Nel momento in cui scrivo questa relazione i creativi delle agenzie pubblicitarie, che si intendono a fondo del rapporto fra mezzi e fini, hanno organizzato due campagne di spot televisivi su marche diverse di automobili basate sul 'puro' piacere di guidare, senza scopo e in situazioni talvolta demenziali. Un discorso analogo, non pubblicitario ma esistenziale, potrebbe essere fatto sull'uso dei telefonini e delle chat-lines. Ciò che conta è comunicare, non ciò che si comunica.

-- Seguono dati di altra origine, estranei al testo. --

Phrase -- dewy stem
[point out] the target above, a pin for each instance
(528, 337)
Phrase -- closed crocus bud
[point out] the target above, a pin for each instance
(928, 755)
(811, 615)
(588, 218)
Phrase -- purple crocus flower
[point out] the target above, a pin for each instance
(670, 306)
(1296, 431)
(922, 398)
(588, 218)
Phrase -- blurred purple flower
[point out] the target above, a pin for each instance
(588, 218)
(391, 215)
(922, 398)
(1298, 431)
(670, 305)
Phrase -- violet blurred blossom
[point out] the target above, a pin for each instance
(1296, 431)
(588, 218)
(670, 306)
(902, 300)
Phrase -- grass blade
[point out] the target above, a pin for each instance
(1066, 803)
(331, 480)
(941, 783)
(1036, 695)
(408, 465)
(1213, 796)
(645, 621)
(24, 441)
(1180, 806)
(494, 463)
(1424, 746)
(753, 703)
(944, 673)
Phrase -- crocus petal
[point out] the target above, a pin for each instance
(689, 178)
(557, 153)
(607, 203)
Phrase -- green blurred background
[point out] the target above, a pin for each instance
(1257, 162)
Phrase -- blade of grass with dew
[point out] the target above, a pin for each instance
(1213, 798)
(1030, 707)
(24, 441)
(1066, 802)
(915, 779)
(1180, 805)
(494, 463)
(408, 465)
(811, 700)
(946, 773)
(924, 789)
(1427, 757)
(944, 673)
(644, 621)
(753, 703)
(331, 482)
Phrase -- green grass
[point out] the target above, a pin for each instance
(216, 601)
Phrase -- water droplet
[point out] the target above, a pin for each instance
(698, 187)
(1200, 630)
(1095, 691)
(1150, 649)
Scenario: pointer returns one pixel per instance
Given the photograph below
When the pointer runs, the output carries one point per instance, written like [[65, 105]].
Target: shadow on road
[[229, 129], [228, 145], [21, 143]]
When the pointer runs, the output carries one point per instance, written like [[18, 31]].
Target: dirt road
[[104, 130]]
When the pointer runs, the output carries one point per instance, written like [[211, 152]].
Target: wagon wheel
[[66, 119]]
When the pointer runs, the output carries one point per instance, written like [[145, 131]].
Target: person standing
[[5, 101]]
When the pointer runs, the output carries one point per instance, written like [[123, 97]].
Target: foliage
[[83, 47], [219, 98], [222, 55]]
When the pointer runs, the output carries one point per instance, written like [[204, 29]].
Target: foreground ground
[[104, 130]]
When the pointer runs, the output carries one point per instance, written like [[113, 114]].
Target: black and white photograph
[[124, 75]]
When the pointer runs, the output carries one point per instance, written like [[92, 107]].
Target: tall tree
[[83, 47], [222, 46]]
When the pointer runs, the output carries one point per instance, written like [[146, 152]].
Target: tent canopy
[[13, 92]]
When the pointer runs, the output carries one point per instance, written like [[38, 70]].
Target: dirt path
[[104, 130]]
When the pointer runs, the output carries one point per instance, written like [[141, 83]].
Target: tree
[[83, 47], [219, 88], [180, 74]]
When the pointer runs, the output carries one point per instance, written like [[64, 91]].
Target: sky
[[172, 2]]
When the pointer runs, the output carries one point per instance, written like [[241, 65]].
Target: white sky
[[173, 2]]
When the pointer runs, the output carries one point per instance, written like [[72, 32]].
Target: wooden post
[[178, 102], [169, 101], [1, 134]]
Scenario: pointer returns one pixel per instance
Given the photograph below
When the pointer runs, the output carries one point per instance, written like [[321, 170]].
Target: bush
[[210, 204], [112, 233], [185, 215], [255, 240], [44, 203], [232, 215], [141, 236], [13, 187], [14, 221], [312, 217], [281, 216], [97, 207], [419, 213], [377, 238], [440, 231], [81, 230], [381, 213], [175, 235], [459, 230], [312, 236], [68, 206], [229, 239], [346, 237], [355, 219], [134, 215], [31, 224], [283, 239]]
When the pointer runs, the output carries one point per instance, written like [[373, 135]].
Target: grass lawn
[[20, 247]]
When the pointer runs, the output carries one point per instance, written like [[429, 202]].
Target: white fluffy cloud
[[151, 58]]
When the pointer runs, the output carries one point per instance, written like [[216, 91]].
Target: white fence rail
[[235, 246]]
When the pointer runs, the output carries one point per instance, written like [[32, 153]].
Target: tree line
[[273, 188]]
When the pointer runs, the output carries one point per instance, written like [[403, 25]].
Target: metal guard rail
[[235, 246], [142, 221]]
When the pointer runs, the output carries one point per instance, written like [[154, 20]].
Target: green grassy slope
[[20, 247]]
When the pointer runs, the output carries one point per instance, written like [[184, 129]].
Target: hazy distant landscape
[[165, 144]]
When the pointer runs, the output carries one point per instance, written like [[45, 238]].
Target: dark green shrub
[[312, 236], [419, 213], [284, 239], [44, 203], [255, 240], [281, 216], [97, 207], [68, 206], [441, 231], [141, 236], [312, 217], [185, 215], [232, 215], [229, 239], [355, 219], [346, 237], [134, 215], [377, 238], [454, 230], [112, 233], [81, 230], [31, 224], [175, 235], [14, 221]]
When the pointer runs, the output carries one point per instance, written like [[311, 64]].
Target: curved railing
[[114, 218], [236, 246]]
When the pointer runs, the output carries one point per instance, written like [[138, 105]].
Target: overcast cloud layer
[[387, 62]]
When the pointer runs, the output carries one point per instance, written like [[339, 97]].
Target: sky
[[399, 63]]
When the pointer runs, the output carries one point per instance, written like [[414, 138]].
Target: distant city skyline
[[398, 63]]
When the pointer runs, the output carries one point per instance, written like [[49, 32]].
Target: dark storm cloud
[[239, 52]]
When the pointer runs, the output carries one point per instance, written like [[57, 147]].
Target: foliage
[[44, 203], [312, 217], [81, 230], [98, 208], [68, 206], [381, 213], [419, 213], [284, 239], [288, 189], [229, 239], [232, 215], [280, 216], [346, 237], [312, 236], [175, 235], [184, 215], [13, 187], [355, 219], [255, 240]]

Questo aspetto della tecnologia ci interessa anche perché i suoi effetti vanno oltre il rimbambimento dei cittadini, ridotti al ruolo di consumatori, e allo spreco inaudito di risorse. Così infatti si insegna – con didattica impeccabile – che ogni consuetudine è instabile, ogni situazione è volatile. La vocazione fascista/futurista al mutamento continuo e veloce è coronata da successo totale. "È questa eccedenza [dei mezzi sui fini] a condannare il passato e ciò che ne resta – la tradizione – all'infamia e, in ultima analisi, alla 'pattumiera della storia'".

Se gli utenti dei mezzi forniti dalla tecnologia sono ben preparati ad accettare qualsiasi innovazione, rimane da esaminare come la tecnologia concepisce questi mezzi. Ed è proprio qui, nell'ambito della qualità delle procedure conoscitive e costruttive impiegate nella tecnologia, che scopriamo la sua incompatibilità epistemologica con quanto conosciamo della natura.

"un 'problema', per diventare un 'compito', viene prima liberato dall'intrico delle sue molteplici connessioni con le altre realtà, mentre le realtà con cui è connesso vengono ignorate e confuse nello 'sfondo' indistinto contro cui si svolge l'azione. È grazie al voler concentrare gli sforzi in un punto e ignorare tutto il resto che l'azione tecnologica si rivela così straordinariamente efficace ogni volta che viene intrapresa".

Detto in sintesi, l'azione focalizzata della tecnologia è intrinsecamente anti-olistica. Come scrive Bauman nella pagina appena citata: "Una tecnica che punti alla 'totalità' è una contraddizione in termini". Per altro, senza mezzi tecnologici non sarebbe gestibile una civiltà quale è diventata la nostra, in cui gran parte dell'umanità non produce più cibo, e vive ammassata in vasti agglomerati urbani. È anche evidente che questa situazione globale è stata creata dalla stessa disponibilità dei mezzi tecnologici, esaltata a sua volta da una globale politica di rapina. Epistemologia e storia ci dicono che il problema di una tecnologia che viola costantemente la natura (vìola 'noi' e il 'resto della natura) non è risolubile all'interno della tecnologia.